Vertical Industry Communications: Inpatient Health Care: Page 2 of 3
Treatment Management Cycle
The key attributes of this process group are the giving of orders that define the treatment management plan, delivering the care elements, monitoring and charting patient progress with consultation as needed, adjusting the treatment plan when indicated, implementing a transfer or discharge decision, and tracking quality assurance. The services provided by ancillary departments such as laboratory, radiology, pharmacy, transportation, and housekeeping are considered part of the treatment plan. Orders are placed through the EHR, often integrated to specialized subsystems in the ancillary departments, and results, including images such as X-rays, MRIs, and ECGs, get posted through the subsystems and the EHR.
Patient monitoring has progressed significantly in recent years, thanks to advanced instrumentation, wireless communications, and video monitoring. While nurse call systems are still in use, the trend is to a specialized, central monitoring location for each floor or ward. Care providers can be dispatched from this monitoring location via wireless devices.
Clearly, this is communications-intensive, but much of the communication is now occurring through electronic monitoring and via recording and charting in the EHR. Thus, many health care organizations already have eliminated legacy communications delays or difficulties. For example, attending physicians receive up-to-date results via the EHR rather than needing to make telephone calls for information. Processes in this cycle include:
However, many communications are still required, especially at shift transfers of responsibility (or handoffs) and when treatment plans need adjustment. UC is already assisting many hospitals in this area.
We see the use of mobile devices -- especially computers on wheels and nursing station computers to locate the exact resource for the needed communication based on the physician on‐call and in-service assignments, other nursing assignments, and ancillary staff availability. Once the software finds the right resource, the communications can proceed using the best method.

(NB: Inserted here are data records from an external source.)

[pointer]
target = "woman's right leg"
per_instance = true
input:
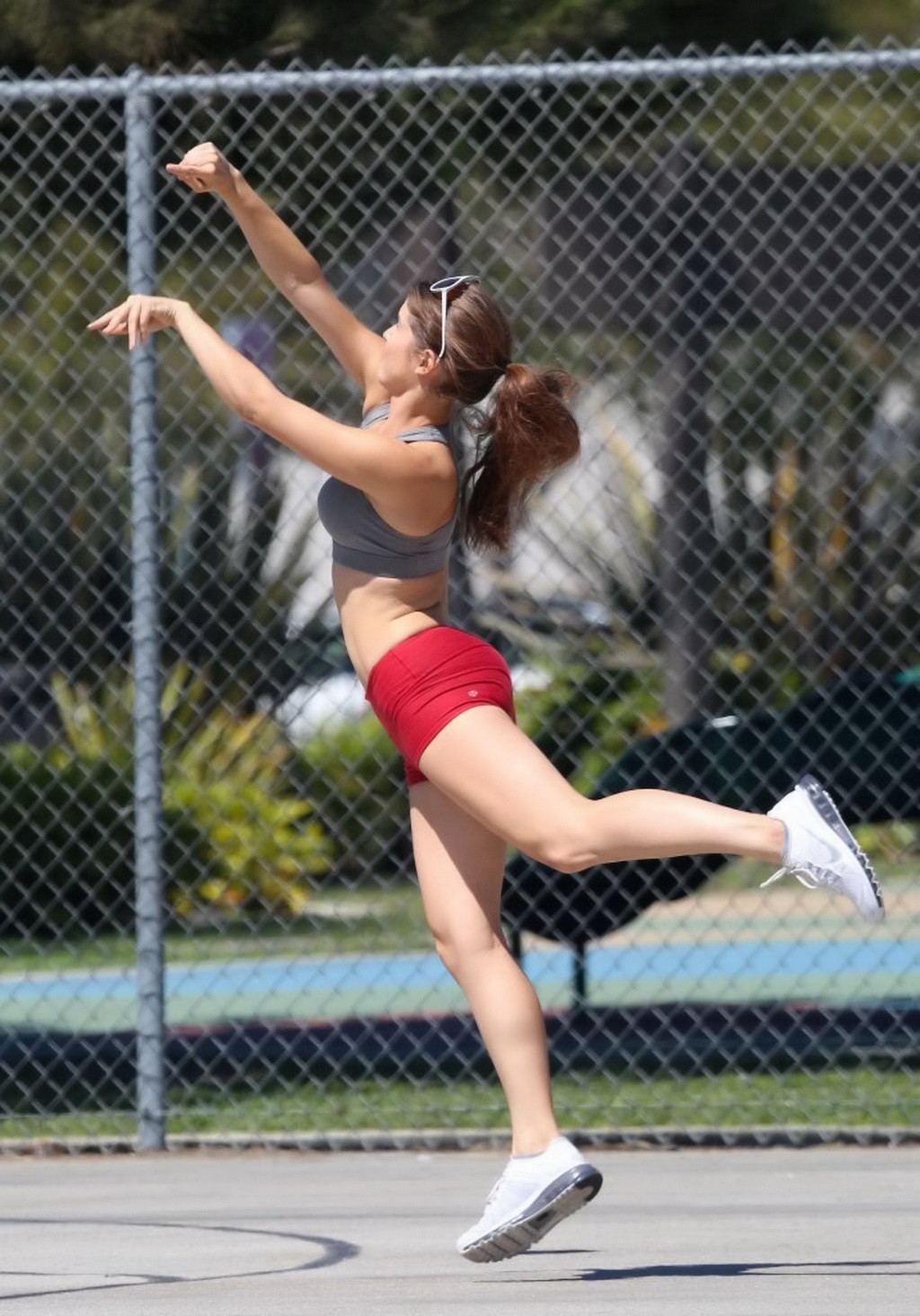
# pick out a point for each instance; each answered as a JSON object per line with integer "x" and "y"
{"x": 460, "y": 867}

Increasingly, care providers are using asynchronous text (instant messaging or cellular SMS texting) rather than phone calls. Efficient and accurate asynchronous communications can be a major improvement to the care process, allowing providers to avoid the interruptions of synchronous or real‐time communications while also providing an activity log for cross‐team or cross‐shift reference. When two or more team members need to speak by phone, the software can find those professionals at the most convenient location or number, thus saving significant professional time and accelerating the care process.

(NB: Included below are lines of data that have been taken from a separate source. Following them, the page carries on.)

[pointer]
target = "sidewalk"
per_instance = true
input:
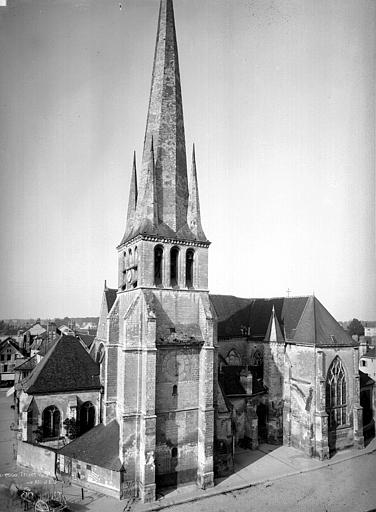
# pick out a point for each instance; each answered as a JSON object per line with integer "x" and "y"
{"x": 267, "y": 464}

Note that a real-time call is the exception, not the primary tool. Consultations are best conducted with ad hoc or scheduled online meetings than with phone calls. Also, note that these communications are best when initiated from within the EHR software, rather than from an IP-PBX soft client.
Again, these processes are represented by the Production Usage Profile. Some UC vendors claim that the treatment plan processes are collaborative, and there certainly is some collaborative work done in a consultation between care providers. However, the necessary safety-oriented, disciplined, and procedural nature of patient care is much more of a production process and uses production-like methodologies.
UC benefits in these processes are primarily a reduction in the effort required to deliver the treatment plans; care providers spend less time in repetitive or redundant communications tasks and can often accelerate tasks such as shift handoffs. The results can be more time for patient attention and, in some cases, a reduction in the levels of shift overtime. Also, since communication events can be logged automatically, regulatory compliance is enhanced.